Previously, diseased samples would be sent into the Microbiology Laboratory for testing. Standard techniques could typically take from weeks to months to complete before the grower could be informed on the exact pathogen affecting their crops, and during timeframe, the disease would continue to spread, causing more and more damage as time lapses.
“Quick identification of the primary pathogen affecting their crop will allow growers to select the best course of action against the pathogen” stated Dr. Srinivas Makam a molecular and microbiologist at the ILSRC. “During this time, our Microbiology Laboratory will continue to isolate, culture and run pathogen inhibition assays against the pathogen to create a customized product or program, tailored to that specific grower’s disease and environmental conditions.”

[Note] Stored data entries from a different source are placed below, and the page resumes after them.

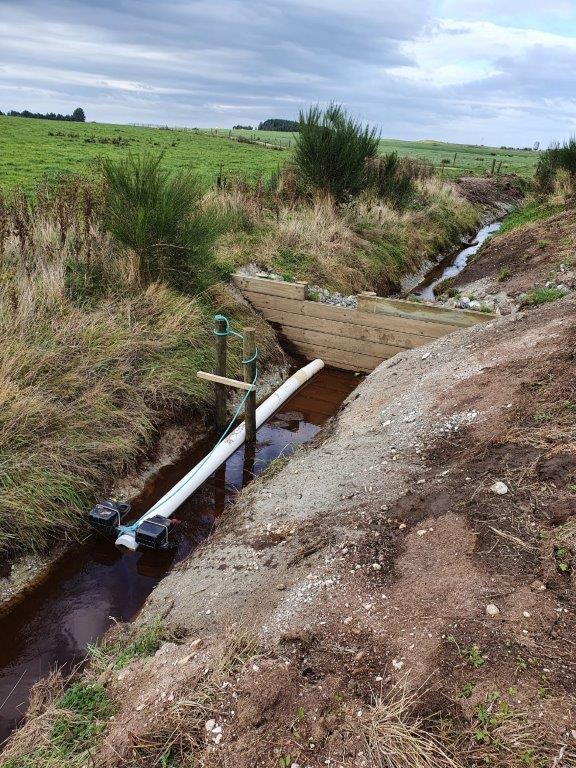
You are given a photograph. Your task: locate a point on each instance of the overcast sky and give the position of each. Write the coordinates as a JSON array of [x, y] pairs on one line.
[[484, 71]]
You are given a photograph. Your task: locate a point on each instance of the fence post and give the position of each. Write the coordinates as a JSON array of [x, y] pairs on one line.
[[249, 348], [220, 389]]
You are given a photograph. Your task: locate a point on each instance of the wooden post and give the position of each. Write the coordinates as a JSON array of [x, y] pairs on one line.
[[220, 389], [249, 347]]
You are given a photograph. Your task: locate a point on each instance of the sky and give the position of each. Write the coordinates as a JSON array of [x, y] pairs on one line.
[[499, 72]]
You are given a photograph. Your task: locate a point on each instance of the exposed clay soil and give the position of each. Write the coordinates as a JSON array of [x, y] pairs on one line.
[[532, 254], [369, 561], [501, 193]]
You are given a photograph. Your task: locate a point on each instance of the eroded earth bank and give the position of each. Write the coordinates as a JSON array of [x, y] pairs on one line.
[[422, 546]]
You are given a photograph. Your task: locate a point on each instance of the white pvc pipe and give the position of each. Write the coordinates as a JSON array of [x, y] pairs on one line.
[[170, 502]]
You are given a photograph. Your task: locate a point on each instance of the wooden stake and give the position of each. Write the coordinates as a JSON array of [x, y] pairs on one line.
[[249, 335], [220, 389]]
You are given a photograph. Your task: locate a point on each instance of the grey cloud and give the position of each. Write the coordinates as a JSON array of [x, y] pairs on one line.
[[218, 62]]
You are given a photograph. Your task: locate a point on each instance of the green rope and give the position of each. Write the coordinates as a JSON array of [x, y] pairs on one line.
[[229, 332]]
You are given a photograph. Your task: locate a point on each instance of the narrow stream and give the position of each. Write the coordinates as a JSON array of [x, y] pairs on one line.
[[97, 583], [453, 265]]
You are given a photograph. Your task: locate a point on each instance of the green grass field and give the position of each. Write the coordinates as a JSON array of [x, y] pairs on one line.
[[33, 149], [457, 159]]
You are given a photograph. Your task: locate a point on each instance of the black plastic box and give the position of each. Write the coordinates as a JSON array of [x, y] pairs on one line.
[[107, 515], [154, 533]]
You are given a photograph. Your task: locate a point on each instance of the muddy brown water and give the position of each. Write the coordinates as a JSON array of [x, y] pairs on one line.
[[452, 265], [97, 584]]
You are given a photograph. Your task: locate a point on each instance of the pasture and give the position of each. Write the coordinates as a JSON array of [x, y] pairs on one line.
[[31, 150], [454, 159]]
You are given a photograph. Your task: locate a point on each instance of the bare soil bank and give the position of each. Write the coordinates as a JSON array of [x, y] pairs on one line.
[[386, 552], [522, 258]]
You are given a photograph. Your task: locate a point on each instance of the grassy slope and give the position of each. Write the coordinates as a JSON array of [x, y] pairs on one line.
[[470, 159], [31, 149], [92, 366]]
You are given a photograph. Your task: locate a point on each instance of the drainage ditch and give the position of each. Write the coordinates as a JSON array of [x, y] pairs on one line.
[[96, 584]]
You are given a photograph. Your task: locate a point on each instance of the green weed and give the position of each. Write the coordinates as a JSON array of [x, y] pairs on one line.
[[543, 295], [118, 654], [532, 211]]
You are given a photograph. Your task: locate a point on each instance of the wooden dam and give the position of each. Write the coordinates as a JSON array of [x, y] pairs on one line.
[[350, 339]]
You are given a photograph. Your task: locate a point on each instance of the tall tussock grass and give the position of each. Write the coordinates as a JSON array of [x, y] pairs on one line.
[[365, 244], [92, 362], [159, 215], [558, 159]]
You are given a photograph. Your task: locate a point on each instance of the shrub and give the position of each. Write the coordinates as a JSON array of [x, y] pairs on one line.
[[159, 216], [331, 150], [557, 157]]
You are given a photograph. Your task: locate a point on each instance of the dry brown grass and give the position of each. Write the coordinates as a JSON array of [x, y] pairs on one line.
[[92, 364], [395, 736], [178, 736], [364, 245]]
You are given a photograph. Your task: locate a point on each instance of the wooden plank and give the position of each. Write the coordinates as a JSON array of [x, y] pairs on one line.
[[225, 380], [271, 287], [348, 330], [413, 310], [320, 310], [350, 361], [335, 341]]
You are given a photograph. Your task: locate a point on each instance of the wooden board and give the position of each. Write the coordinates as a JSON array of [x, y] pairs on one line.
[[225, 380], [334, 327], [413, 310], [319, 310], [334, 341], [351, 339], [271, 287], [348, 361]]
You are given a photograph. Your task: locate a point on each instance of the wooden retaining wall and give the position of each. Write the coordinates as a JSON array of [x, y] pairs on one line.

Additionally, rapid identification of the pathogen(s) will point the Microbiology Laboratory in the right direction when selecting the best pathogen isolation method.
Furthermore, in some cases, these molecular methods will provide early plant pathogen detection before the onset of the disease or symptoms are observed on a crop. This will be significant for the grower as he or she will be able to start treating the affected field(s) before planting even begins.
Within the Global Organics Group, the Integrated Life Science Research Center® (ILSRC) works as the research and development arm of leading plant health division BioFlora®, and human and animal health division, Mineral BioSciences®. As such, the ILSRC investigates a wide variety of subjects, including: agronomy, microbiology, chemistry, plant pathology, and human and animal physiology, just to name a few. To support these markets, the vision of the ILSRC is to promote and develop sustainable practices, products, and services by utilizing pioneering techniques, disciplines, chemistry, and methodology. For more information about Global Organics® Group, or to interview CEO and Managing Partner Luke Blotsky, please contact Sarah Van Wyk at email@example.com or call 623-932-1522. Visit www.ilsrc.com.
 To learn more about the ILSRC laboratories, visit www.ilsrc.com.
 PCR stands for Polymerase Chain Reaction, a technique used in molecular biology to amplify a single copy or a few copies of a piece of DNA across several orders of magnitude, generating thousands to millions of copies of a particular DNA sequence.
 ELISA stands for Enzyme-Linked Immunosorbent Assay, a test that uses antibodies and color change to identify a substance, it has been used as a diagnostic tool in medicine and plant pathology, as well as a quality control check.
 Dr. Srinivas Makam received his Bachelor of Science in Agriculture/Horticultre from the University of Agricultural Sciences in Bangalore, India, his Master of Science in Plant Physiology from the University of Agriculture in Bangalore, India and his Doctorate in the field of Molecular Plant Physiology/Microbiology/Biochemistry/Genomics from Purdue University.